Architecture
Learn how Scanner works
Last updated
Learn how Scanner works
Last updated
Scanner indexes and searches log files stored in your S3 buckets. Compute and storage are decoupled: compute runs in a Scanner instance, and your S3 buckets are used for storage.
A Scanner instance is a dedicated AWS account containing compute resources. The instance reads log files from your S3 buckets and writes Scanner index files to an S3 bucket in your AWS account. You can deploy one Scanner instance per AWS region where you operate.
To allow your Scanner instance to access S3 buckets in your account, you can run our CloudFormation, Terraform, or Pulumi template. The template will do the following:
Create a new S3 bucket named scanner-index-files-<id>.
Create an IAM role named ScannerRole that has permission to read objects in specified S3 buckets and write Scanner index files to the scanner-index-files-<id> S3 bucket.
When you execute a query, your web browser sends a request to the Scanner instances in all of your regions and renders the aggregated search results.
When a new log file is created in your S3 bucket, a bucket notification subscription sends a message to your Scanner instance's SQS queue. Indexers receive the SQS message, read the log file from your S3 bucket, and write a Scanner index file to the scanner-index-files-<id> bucket. Indexers will merge small index files into larger ones over time, which keeps query performance high.
When you execute a query in your web browser, each of your Scanner instances will invoke Lambda functions to traverse Scanner index files at high speed. The Lambda functions report their results to the Scanner instance's aggregator, which summarizes the results and returns them to your web browser.
During queries, Lambda functions traverse your Scanner index files at high speed. The scan speed is typically hundreds of gigabytes per second and can reach up to one terabyte per second. The Lambda functions quickly narrow down the search space to the data regions that contain hits, allowing queries to finish rapidly without scanning extra data unnecessarily.
For example, if we are performing a needle-in-haystack search for an IP address that appears 100 times in a 25TB data set, the Scanner Lambda functions will need to scan only a few hundred megabytes.
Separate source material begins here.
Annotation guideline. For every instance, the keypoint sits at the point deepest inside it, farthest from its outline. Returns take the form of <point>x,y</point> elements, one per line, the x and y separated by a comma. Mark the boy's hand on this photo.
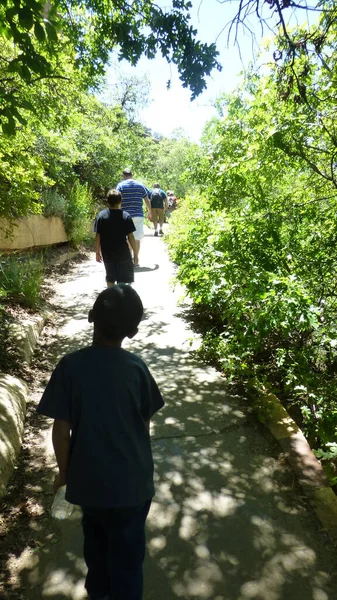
<point>59,481</point>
Other S3-based tools like Amazon Athena or CloudWatch take 10-20 minutes to complete this query, but Scanner will complete it in less than 5 seconds because of the way the index files work.
For every 1TB of uncompressed logs indexed, your Scanner instance will write roughly 150GB of Scanner index files into your scanner-index-files-<id> S3 bucket.
Once a Scanner instance has been deployed to a region where you operate, you can run our CloudFormation, Terraform, or Pulumi template in each AWS account in the region that contains S3 buckets that you want Scanner to index. See Getting started for more info.